If you can’t reach 35 years, those missing years will be counted as zero. They will be included in the calculation, which would decrease the average pension.
Get Higher Income
An increase in your Social Security benefits will result in a bigger check. When your income increases, Social Security will adjust your benefits upward to ensure that you continue to get a payout that is as close as possible to what you were originally promised. This can result in a large increase in your check.
It is not a secret that the Social Security Administration calculates your total pension based on your earnings while you were still working. Therefore, the bigger your income is, the higher your benefit becomes. Because of this, those who are nearing their retirement period are trying to find ways to boost their income, such as doing part-time jobs or starting businesses.
Delay The Benefits
Many individuals are aware that the full retirement age (FRA) will enable them to get the most out of their Social Security benefits. Today, the FRA in the United States is 66.
However, not all are informed that delaying the benefits after they reached the FRA can boost their annual earnings from the pension by 8%. The income increases by 8% until you reach the age of 70.
For instance, if you are eligible to get $24,000 annually after reaching 66, the annual amount that you would get would increase to $31,680 if you delay your benefits until you turn 70 years old.
Work Until Your Full Retirement Age
If you are familiar with the US Social Security system, then you know that some of your social security benefits may be reduced if you claim them before your full retirement age of 66 (for people born between 1943 and 1954, your full retirement age is 67).
However, if you hold off on claiming your social security benefits until your full retirement age and then continue to work, you will get a chance to increase your benefits. The size of the increase depends on how much you work, but if you work until age 70, you maximize your social security benefits.
Claim Spousal Payments
Seniors who have a spouse can claim a pension for their partner.

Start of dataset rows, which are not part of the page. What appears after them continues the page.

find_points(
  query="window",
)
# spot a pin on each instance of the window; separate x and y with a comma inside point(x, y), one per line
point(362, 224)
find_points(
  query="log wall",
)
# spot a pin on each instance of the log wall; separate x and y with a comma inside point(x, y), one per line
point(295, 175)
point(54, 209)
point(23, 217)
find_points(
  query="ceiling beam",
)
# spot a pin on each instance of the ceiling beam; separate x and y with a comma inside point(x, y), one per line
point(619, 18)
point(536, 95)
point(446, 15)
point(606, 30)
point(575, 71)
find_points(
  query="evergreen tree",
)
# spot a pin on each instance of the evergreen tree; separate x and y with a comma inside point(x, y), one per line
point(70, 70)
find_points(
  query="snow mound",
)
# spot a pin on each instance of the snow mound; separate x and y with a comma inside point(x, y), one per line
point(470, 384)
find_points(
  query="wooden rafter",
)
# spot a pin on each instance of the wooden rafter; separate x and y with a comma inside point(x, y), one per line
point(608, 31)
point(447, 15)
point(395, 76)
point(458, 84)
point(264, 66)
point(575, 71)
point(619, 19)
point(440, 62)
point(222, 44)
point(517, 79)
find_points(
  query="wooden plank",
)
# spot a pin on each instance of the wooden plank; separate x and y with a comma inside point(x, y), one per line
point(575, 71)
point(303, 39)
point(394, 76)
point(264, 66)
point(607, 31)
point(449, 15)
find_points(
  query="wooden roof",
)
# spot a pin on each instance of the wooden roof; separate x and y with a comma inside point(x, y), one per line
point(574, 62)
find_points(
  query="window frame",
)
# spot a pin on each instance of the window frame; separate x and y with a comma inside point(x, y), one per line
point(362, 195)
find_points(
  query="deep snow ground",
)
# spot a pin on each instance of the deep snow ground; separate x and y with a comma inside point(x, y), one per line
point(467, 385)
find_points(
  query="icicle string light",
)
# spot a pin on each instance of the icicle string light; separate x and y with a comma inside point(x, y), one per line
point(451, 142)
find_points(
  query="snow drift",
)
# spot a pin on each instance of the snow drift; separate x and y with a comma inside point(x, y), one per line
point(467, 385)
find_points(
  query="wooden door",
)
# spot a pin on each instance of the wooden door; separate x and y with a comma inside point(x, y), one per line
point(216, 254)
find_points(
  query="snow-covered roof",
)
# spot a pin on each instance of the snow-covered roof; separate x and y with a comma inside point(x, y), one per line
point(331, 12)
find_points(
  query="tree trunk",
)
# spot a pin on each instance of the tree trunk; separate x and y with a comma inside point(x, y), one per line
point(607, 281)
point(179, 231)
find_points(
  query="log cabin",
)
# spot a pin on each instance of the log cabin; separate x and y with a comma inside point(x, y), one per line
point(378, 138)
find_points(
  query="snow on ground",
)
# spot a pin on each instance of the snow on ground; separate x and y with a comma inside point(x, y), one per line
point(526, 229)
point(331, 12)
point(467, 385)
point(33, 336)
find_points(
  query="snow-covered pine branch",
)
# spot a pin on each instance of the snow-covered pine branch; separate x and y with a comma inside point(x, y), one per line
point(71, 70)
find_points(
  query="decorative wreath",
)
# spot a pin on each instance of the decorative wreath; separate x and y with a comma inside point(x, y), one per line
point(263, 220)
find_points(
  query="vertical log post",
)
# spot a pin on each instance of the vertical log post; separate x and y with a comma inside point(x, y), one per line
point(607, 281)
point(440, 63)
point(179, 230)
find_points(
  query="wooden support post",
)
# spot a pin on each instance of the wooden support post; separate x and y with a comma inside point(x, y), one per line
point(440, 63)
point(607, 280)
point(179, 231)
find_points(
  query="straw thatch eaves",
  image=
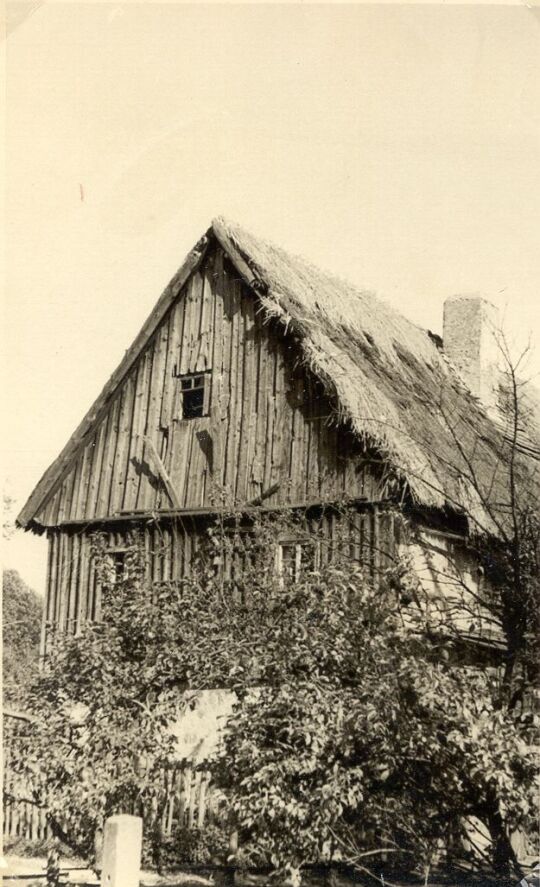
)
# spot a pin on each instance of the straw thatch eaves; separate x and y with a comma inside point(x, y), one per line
point(387, 378)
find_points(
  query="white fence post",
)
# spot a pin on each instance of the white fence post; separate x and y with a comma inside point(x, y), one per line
point(122, 845)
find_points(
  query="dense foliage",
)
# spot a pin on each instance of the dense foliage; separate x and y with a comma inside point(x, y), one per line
point(21, 618)
point(352, 739)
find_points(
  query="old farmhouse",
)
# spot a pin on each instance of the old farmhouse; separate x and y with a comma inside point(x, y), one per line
point(262, 376)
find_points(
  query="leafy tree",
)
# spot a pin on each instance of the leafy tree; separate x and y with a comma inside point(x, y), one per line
point(351, 738)
point(21, 615)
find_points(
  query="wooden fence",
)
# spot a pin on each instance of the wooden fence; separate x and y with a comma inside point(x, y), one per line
point(187, 797)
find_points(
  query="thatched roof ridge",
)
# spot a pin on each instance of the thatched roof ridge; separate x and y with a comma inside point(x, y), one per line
point(391, 381)
point(386, 375)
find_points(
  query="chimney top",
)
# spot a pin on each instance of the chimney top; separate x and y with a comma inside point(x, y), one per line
point(469, 340)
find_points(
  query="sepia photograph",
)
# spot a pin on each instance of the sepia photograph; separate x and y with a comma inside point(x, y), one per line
point(271, 444)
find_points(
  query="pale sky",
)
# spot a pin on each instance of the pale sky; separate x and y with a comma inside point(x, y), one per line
point(398, 146)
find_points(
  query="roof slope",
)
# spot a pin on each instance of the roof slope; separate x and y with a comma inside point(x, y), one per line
point(388, 377)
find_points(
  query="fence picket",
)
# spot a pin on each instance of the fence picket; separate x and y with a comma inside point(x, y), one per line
point(189, 798)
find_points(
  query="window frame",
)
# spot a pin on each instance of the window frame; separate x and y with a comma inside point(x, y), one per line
point(204, 377)
point(301, 545)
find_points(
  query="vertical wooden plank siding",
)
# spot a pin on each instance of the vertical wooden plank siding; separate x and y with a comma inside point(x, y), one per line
point(267, 422)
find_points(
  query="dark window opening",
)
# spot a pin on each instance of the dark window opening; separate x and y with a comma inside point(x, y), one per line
point(295, 557)
point(117, 563)
point(193, 395)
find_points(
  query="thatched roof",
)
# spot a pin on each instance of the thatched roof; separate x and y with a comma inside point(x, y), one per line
point(390, 378)
point(387, 377)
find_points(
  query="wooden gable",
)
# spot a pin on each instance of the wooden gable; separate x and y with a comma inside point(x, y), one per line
point(266, 424)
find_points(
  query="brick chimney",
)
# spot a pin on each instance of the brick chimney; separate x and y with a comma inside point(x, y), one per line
point(469, 339)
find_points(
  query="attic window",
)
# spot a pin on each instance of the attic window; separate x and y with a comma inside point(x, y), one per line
point(117, 564)
point(194, 395)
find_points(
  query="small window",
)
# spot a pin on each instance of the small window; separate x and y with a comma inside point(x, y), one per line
point(293, 557)
point(193, 393)
point(117, 565)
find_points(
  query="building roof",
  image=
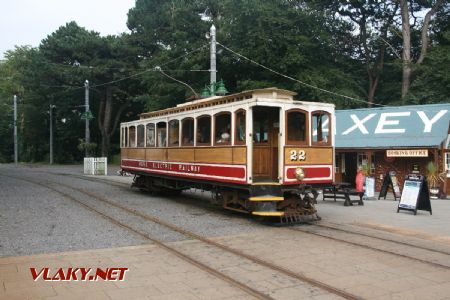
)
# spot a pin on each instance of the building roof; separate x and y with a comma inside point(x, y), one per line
point(393, 127)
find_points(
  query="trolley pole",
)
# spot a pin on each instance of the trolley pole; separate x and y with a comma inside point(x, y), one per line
point(213, 70)
point(15, 131)
point(86, 104)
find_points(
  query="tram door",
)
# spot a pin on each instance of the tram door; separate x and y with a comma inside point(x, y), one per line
point(266, 123)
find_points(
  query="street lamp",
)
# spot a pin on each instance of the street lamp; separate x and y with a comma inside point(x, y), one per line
point(51, 132)
point(86, 104)
point(15, 131)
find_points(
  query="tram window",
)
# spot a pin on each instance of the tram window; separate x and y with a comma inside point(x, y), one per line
point(141, 136)
point(187, 134)
point(320, 128)
point(240, 127)
point(150, 135)
point(174, 133)
point(297, 125)
point(204, 130)
point(260, 127)
point(161, 134)
point(132, 136)
point(222, 129)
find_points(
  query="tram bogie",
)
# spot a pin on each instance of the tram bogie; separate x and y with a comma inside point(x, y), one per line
point(259, 152)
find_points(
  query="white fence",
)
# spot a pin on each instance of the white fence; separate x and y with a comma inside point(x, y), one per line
point(96, 165)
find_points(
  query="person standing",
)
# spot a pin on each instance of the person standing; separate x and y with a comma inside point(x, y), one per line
point(360, 179)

- You are eligible for spouse pension if you are:
- over age 65;
- have a partner who is over age 60 (or under age 65 and in receipt of a disability support pension);
- have been living in a spousal relationship with your partner for at least 12 months.
The right of a single person to claim a share in their spouse’s pension is the most frequently used method for acquiring an income in retirement. This is because the value of the pension and the level of the couples’ entitlements are the determining factors in calculating the size of the income that can be claimed.